Since the novel coronavirus landed in America, the insurance industry has worked hard to create the impression that there is no coverage for business interruption losses resulting from the pandemic. For the most part, insurers have discussed the “intent” of the policies and avoided specific policy analysis. The insurer disinformation effort recently started including citations to lists of court decisions obtained to date—as if insurance coverage should be decided not on the terms of the contracts at issue but instead on the basis of an early win/loss record. A review of court statistics, along with two recent court decisions, expose the fallacy of the insurers’ argument.
According to data tracked by the University of Pennsylvania School of Law, as of December, more than 1,400 U.S. lawsuits have been filed seeking coverage for COVID-19/coronavirus losses. Of those, only about 10 percent of the cases have reported decisions on motions to dismiss, strongly suggesting that, in the vast majority of lawsuits, the insurers are choosing to answer rather than move to dismiss. The data also shows that—by far—most policies attacked by insurers on motions to dismiss include explicit virus exclusions. It stands to reason that the insurance industry has chosen a strategy of selectively attacking those lawsuits where they have the strongest chances of prevailing. As a result, the insurance industry unsurprisingly has obtained dismissals with prejudice in almost two-thirds of their self-selected cases. Even so, at this date, the Penn data also shows that decisions in cases involving no virus exclusion split almost evenly, and there have even been cases in which courts found virus exclusions, as worded, insufficient to stand in the way of coverage. Nonetheless, insurers are employing deceptive numbers to tout their success as overwhelming and urge courts to follow the overall win/loss record to date instead of analyzing specific policy language.

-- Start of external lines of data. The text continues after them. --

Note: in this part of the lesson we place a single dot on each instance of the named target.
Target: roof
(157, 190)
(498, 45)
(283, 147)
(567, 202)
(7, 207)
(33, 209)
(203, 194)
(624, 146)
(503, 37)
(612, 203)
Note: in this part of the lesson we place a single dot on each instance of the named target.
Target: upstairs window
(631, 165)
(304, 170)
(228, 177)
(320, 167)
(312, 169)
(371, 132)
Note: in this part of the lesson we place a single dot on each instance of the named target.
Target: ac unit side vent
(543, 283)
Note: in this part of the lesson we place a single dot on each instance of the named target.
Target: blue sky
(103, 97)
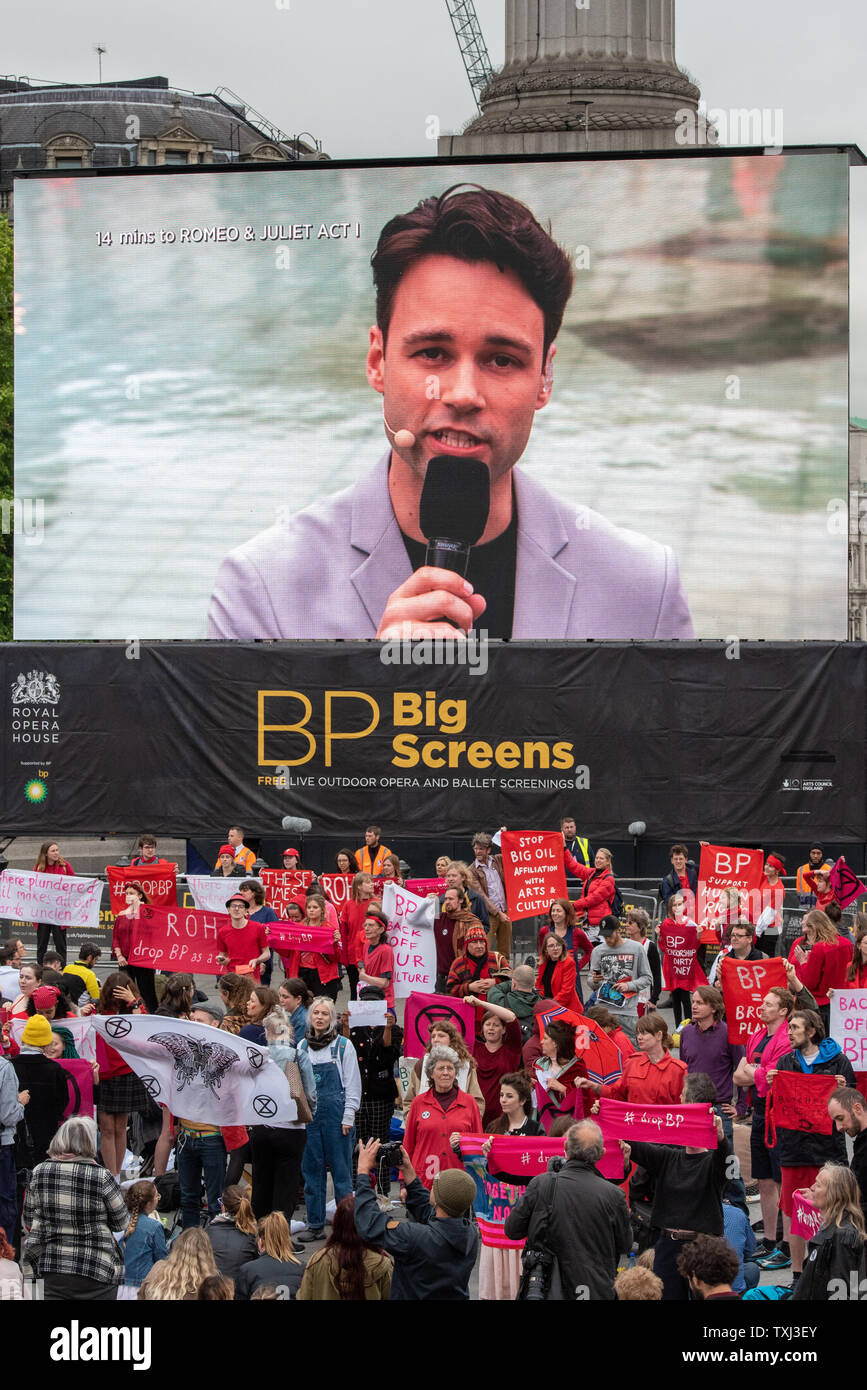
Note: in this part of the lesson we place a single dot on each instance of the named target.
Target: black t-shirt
(491, 573)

Fortunately for policyholders, courts are seeing through the insurers’ tactics, as two recent decisions illustrate.
In a January 19, 2021, decision, the U.S. District Court for the Northern District of Ohio rebuked Zurich American Insurance Co. for its numbers game in Hyde Park Grill et al. v. Zurich American Insurance Co. In that matter, Zurich presented a list of recent California cases denying coverage, pointing to a supposed “growing consensus” of cases in Zurich’s favor. The court distinguished and disposed of this false support, granting summary judgment in favor of coverage. Relying on the facts and the express policy language, the court held that Zurich breached its contract when it denied coverage for loss of use of a restaurant’s dining room due to COVID-19-related government orders. The court specifically commented on how Zurich sought to avoid its actual policy language.

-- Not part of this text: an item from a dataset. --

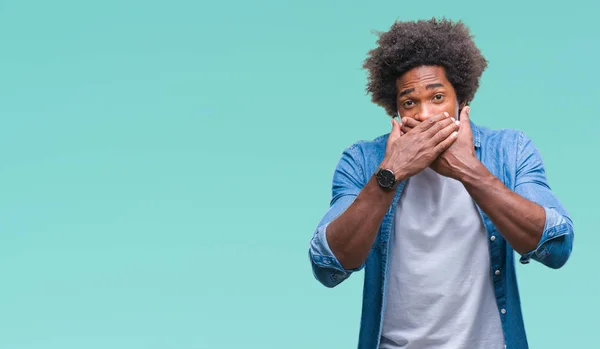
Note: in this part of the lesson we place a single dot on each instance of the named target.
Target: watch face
(386, 178)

On January 15, 2021, the United Kingdom Supreme Court issued a judgment in The Financial Conduct Authority v. Arch Insurance (UK) Ltd & others, which embraced the UK’s “Test Case Scheme” procedure to fast-track these crucial coverage issues to the Supreme Court in roughly seven months. The court ruled against eight insurers (Zurich, Hiscox , RSA, QBE, Argenta, Arch, MS Amlin, and Royal & Sun Alliance), who had argued that many commercial insurance policies do not cover business interruption claims due to COVID-19 and resulting shutdowns. The UK Supreme Court unanimously dismissed appeals by the insurers, finding in favor of the policyholders. The decision affects coverage for some 300,000 separate businesses. Justice Briggs’ concurrence pointed out that the insurers’ argument would make coverage illusory. This final decision is consistent with French and South African court decisions that have found business interruption losses resulting from the novel coronavirus and COVID-19 to be covered by insurance.
Explicit policy language often provides business interruption coverage for losses resulting from the pandemic. Neither policyholders nor the courts should rely on insurer-supplied and manipulated win/loss data to inform decisions on insurance coverage.